クサインコの中で出会うのが難しい種といえばダーウィンのズグロサメインコが挙げられることが多い。私はカカドゥ南部にポイントを持っているけど、全体的に数が少なくかと思えばダーウィン市内にもいたりするつかみどころのない相手だ。亜種レベルまで入れて考えると、アカクサインコのアサートン高原に分布する亜種、通称ネッタイアカクサインコ(写真)が浮上してくる。この亜種は適当にバードウォッチングしていてもまず出会うことはないだろう。その一方でいくつかの山上にある特殊な友人宅には「毎回絶対いる」という対照的な存在だ。
先日Twitterにも書いたけどクサインコ(英語でRosella)の語源はシドニーに入植が始まった1700年代に多数のクサインコが暮らしていた地名Rose Hillにちなむ。

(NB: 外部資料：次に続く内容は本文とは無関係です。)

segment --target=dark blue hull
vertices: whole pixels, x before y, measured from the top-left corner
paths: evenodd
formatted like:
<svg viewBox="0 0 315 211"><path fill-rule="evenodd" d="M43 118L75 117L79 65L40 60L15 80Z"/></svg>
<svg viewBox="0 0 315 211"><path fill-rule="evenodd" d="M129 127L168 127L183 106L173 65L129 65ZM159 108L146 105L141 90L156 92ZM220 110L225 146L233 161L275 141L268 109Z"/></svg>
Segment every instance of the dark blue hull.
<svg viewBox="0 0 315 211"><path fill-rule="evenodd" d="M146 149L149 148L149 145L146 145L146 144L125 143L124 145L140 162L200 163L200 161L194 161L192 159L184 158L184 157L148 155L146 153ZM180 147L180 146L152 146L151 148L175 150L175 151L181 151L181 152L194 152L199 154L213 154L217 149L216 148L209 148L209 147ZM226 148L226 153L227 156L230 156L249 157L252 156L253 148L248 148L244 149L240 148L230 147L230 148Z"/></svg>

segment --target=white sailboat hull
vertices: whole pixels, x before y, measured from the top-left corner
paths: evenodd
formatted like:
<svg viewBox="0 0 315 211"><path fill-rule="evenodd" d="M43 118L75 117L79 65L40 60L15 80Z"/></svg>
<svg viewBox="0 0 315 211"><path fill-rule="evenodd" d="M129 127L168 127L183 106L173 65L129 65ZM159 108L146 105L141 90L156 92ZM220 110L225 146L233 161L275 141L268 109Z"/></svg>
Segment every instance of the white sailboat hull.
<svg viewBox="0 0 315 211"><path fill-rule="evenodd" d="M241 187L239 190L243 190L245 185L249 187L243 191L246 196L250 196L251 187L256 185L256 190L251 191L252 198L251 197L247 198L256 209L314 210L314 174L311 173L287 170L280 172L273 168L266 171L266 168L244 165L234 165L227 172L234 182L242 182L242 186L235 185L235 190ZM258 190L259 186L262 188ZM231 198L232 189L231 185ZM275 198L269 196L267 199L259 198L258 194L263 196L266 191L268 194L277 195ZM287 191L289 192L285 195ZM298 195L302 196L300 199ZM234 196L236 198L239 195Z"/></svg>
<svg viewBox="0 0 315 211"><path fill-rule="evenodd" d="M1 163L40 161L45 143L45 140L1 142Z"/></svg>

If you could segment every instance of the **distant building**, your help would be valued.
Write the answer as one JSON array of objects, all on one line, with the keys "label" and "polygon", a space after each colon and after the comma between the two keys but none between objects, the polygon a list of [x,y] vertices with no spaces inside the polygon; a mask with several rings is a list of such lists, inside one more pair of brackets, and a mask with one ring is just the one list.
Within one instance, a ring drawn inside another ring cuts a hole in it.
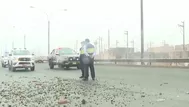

ローズヒル・パロットがローズヒラーに略され、さらにローゼラーになった。つまりシドニーのRose Hillはクサインコの発祥の聖地である。
なお、タイプ標本記載地や第一発見場所がその後の300年400年間でめちゃくちゃに開発されて「こんなところが!?」と跡形もなくなるのは博物学あるあるで、ローズヒルも例外ではない。今では人口500万人都市の中心部に近い。